Brief:
- The Department of Defense canceled the embattled $10 billion cloud computing contract, in favor of a multicloud procurement plan to better meet its needs, the agency announced Tuesday.
- The decision is a blow to Microsoft, which won the Joint Enterprise Defense Infrastructure (JEDI) cloud contract in 2019. But protests and litigation over the fairness of the award process stalled work on the cloud environment. Gaps in the Pentagon's enterprisewide cloud services remain, the agency said.
- The Defense Department's new multicloud initiative, a multi-vendor contract called the Joint Warfighter Cloud Capability (JWCC), will seek proposals from limited sources, namely Amazon Web Services (AWS) and Microsoft. The agency did not provide further detail regarding the award amount or timeframe for the contract.
Insight:
The Pentagon decision Tuesday is a culmination of a long, drawn out cloud contract award, featuring pushback and litigation at every turn. "Due to evolving requirements, increased cloud conversancy and industry advances, the JEDI cloud contract no longer meets its needs," the agency said.
The Pentagon's cloud needs have changed and cloud service provider technology has matured, said John Sherman, acting DoD CIO, in the announcement. Changing user requirements leveraging multiple cloud environments and the evolution of the agency's cloud ecosystem contributed to the decision, according to Sherman.
For Microsoft, it's a loss of a major contract. For AWS, it's an opportunity to bid again. And for Oracle, there's still time to hear back from the Supreme Court.
In effect, the resulting contract is a consolation for each vendor, which stand alone in having the capabilities to meet the Pentagon's needs. The agency will, however, work with industry to determine whether another U.S.-based CSP has the scale required to participate in the bid process, according to the announcement.
Amazon holds 40.8% of the IaaS public cloud market share, ahead of Microsoft, which maintains 19.7% of the market, according to Gartner analysis.
AWS and Microsoft remain the dominant cloud providers and already boast a number of contracts with the federal government. The Defense Department uses Microsoft 365 for more than 3 million members of its workforce and is working with the U.S. Air Force on scale IT modernization.
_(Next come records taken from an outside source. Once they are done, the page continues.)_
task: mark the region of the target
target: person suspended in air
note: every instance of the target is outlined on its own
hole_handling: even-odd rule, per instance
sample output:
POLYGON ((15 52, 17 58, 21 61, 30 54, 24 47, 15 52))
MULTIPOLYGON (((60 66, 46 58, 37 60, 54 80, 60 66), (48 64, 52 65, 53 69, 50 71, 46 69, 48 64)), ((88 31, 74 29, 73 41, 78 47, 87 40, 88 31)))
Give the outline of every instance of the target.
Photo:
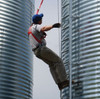
POLYGON ((33 23, 28 31, 30 45, 36 57, 49 65, 55 83, 58 85, 58 88, 62 90, 69 85, 63 61, 56 53, 46 46, 45 40, 47 36, 45 33, 46 31, 53 28, 60 28, 61 25, 60 23, 55 23, 53 25, 41 26, 43 16, 43 14, 35 14, 32 17, 33 23))

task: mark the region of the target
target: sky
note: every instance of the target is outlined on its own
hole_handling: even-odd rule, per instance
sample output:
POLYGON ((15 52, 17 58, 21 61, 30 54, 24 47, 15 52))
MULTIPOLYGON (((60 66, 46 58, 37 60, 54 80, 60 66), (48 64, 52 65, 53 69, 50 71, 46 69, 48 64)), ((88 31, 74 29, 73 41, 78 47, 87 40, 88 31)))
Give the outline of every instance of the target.
MULTIPOLYGON (((52 25, 58 21, 58 7, 59 0, 44 0, 39 13, 43 13, 43 25, 52 25)), ((40 5, 41 0, 35 0, 35 9, 40 5)), ((35 10, 36 13, 36 10, 35 10)), ((59 19, 60 20, 60 19, 59 19)), ((52 29, 47 33, 46 41, 47 47, 52 49, 59 55, 59 29, 52 29)), ((33 99, 60 99, 60 91, 55 84, 49 66, 42 60, 34 56, 33 61, 33 99)))

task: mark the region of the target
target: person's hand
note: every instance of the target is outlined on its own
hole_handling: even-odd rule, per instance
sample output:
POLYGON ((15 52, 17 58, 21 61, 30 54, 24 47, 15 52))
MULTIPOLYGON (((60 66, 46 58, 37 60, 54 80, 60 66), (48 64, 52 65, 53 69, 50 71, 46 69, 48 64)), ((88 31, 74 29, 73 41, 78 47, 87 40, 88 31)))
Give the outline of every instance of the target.
POLYGON ((61 26, 60 23, 55 23, 55 24, 53 24, 53 28, 59 28, 60 26, 61 26))

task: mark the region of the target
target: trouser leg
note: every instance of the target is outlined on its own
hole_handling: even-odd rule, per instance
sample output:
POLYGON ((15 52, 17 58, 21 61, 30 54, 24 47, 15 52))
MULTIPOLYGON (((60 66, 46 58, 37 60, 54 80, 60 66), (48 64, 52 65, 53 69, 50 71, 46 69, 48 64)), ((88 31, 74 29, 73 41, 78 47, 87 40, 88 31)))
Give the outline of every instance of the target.
POLYGON ((47 63, 55 82, 61 83, 67 80, 67 74, 61 58, 52 50, 43 46, 34 51, 35 55, 47 63))

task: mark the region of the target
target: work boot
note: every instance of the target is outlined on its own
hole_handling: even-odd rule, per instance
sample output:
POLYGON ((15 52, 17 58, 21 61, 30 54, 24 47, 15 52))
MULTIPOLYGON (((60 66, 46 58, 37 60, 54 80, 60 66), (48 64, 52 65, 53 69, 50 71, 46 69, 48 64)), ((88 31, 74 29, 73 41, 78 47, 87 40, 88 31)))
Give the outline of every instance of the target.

AWS federal customers include the Department of Veterans Affairs and the Centers for Medicare and Medicaid Services, among others.
The Pentagon awarded the JEDI cloud contract to Microsoft in October 2019, but the agency's discussion about the $10 billion cloud contract began in 2017 ahead of a draft solicitation in March 2018. AWS, another finalist for the contract, protested the award and called for a new reevaluation process and award decision.
The Department of Defense's Inspector General, in a thorough, 313-page review of the contract, found a number of ethical violations and flaws throughout the bid process. Ultimately, the watchdog said it was fair to award the contract to a single source. The Pentagon reaffirmed the JEDI contract award last September, but protests from AWS continued.
In that time, with work on the contract delayed, cloud needs have changed. Companies are weighing the merits of hybrid cloud installations and embracing multicloud, with different vendors depending on the workload.
Cloud strategies evolve in real-time, as needs ebb and flow. And given the scale of deployments, companies are taking an iterative approach to adoption, one that embraces quick wins rather than waiting for large-scale transformation. The Pentagon's decision to rethink its cloud contract embraces this methodology, allowing the organization to nimbly move with multiple cloud service providers.